Roberto Azevêdo, ex-diretor-geral da Organização Mundial do Comércio (OMC), avalia que as perspectivas de reversão das tarifas impostas pelos Estados Unidos são atualmente muito baixas. Em entrevista, Azevêdo declarou que “é muito difícil ver espaço para alteração no curso nesse momento”, indicando um cenário de pouca flexibilidade nas políticas comerciais americanas.
O especialista ressaltou que a situação atual não é uma surpresa, pois a chamada Seção 301 funcionava como um plano alternativo caso as tarifas previamente impostas fossem revertidas pela Suprema Corte americana. “O que está acontecendo não é exatamente surpresa”, afirmou, explicando que a Corte Suprema, ao refutar a alegação de emergência nacional que justificava as tarifas anteriores, levou à conclusão da investigação com prazo previsto para meados de julho.
Azevêdo destacou que tanto o prazo de encerramento quanto a amplitude da medida eram esperados. “A amplitude dessa medida também não é surpresa, porque ela pega exatamente o mesmo universo tarifário que tinha sido coberto pela tarifa anterior”, explicou. A principal alteração observada foi a redução do valor da tarifa, que caiu de 40% para 25%.
Além da tarifa de 25%, Azevêdo alertou para a existência de uma segunda Seção 301, focada em trabalho forçado, que será aplicada contra 60 países.
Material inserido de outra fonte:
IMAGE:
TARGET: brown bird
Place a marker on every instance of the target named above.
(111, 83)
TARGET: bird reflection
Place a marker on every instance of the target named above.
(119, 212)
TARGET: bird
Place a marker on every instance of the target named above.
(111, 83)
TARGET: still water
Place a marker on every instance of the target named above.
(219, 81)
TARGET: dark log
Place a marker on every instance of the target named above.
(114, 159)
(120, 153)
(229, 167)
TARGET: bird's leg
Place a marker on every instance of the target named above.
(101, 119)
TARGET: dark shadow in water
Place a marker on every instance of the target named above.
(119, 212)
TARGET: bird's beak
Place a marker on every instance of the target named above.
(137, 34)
Esta medida prevê uma tarifa mínima de 10% ou 15%. O especialista enfatizou que essa ação não é direcionada especificamente ao Brasil, mas afeta “centenas de países, na verdade”. No contexto amazônico, essa ampliação das tarifas pode impactar importações e exportações de produtos oriundos da região, como madeira, castanha e minérios, encarecendo o comércio internacional e potencialmente afetando cadeias produtivas locais.
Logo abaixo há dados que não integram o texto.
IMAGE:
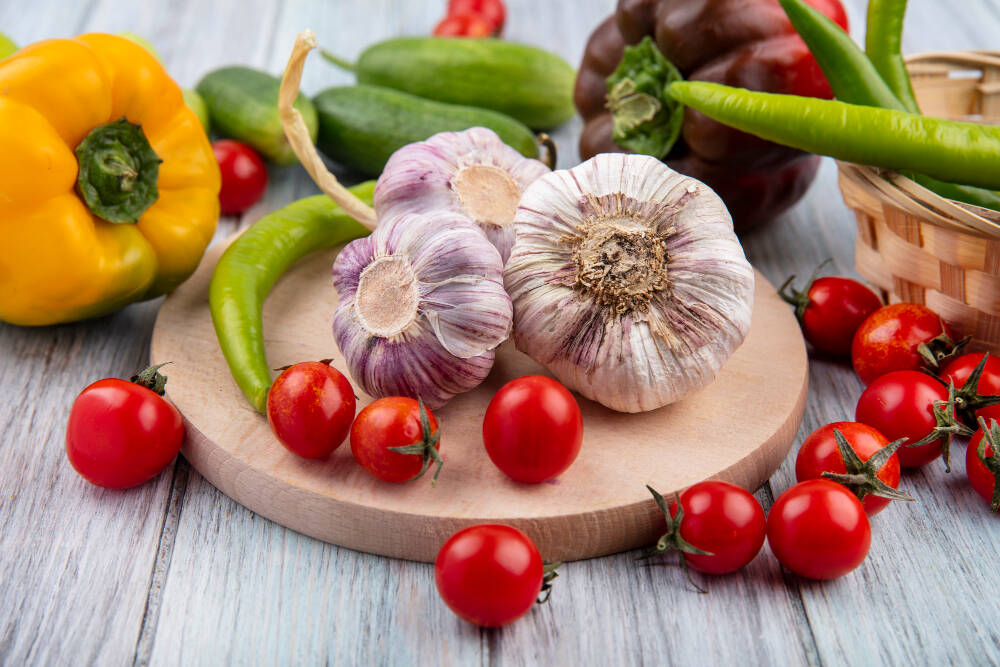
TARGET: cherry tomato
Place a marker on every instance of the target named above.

Questionado sobre a possibilidade de reversão dessas políticas, Azevêdo foi categórico ao afirmar que as chances são remotas, independentemente do andamento das negociações diplomáticas. Ele mencionou contatos entre representantes comerciais dos EUA e o Ministério do Desenvolvimento, Indústria, Comércio e Serviços (MDIC), mas ponderou que as tratativas ainda não avançaram significativamente. “Acho improvável, pode ter uma alteração aqui ou ali, uma coisa pequena, mas eu não vejo muito espaço para uma reversão dramática”, concluiu.
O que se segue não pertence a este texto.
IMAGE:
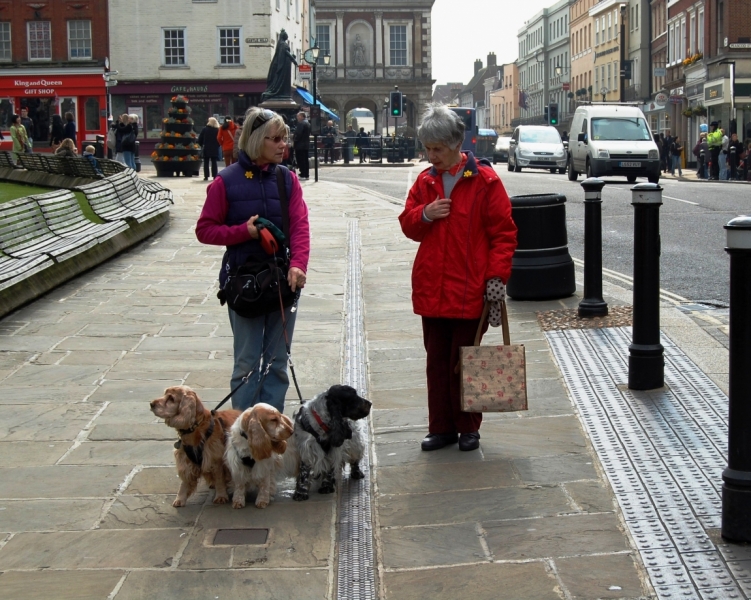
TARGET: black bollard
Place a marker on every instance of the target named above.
(646, 364)
(736, 487)
(592, 305)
A manutenção dessas tarifas pode representar um desafio adicional para economias emergentes e em desenvolvimento, como as que compõem a Amazônia Legal. A instabilidade nas regras de comércio internacional e o aumento dos custos de importação podem dificultar a inserção de produtos amazônicos em mercados globais, além de impactar o custo de bens essenciais importados pela região. A falta de espaço para negociação sugere que empresas e governos da região precisarão se adaptar a um cenário de maior incerteza tarifária, buscando diversificar mercados ou fortalecer a produção local para mitigar os efeitos.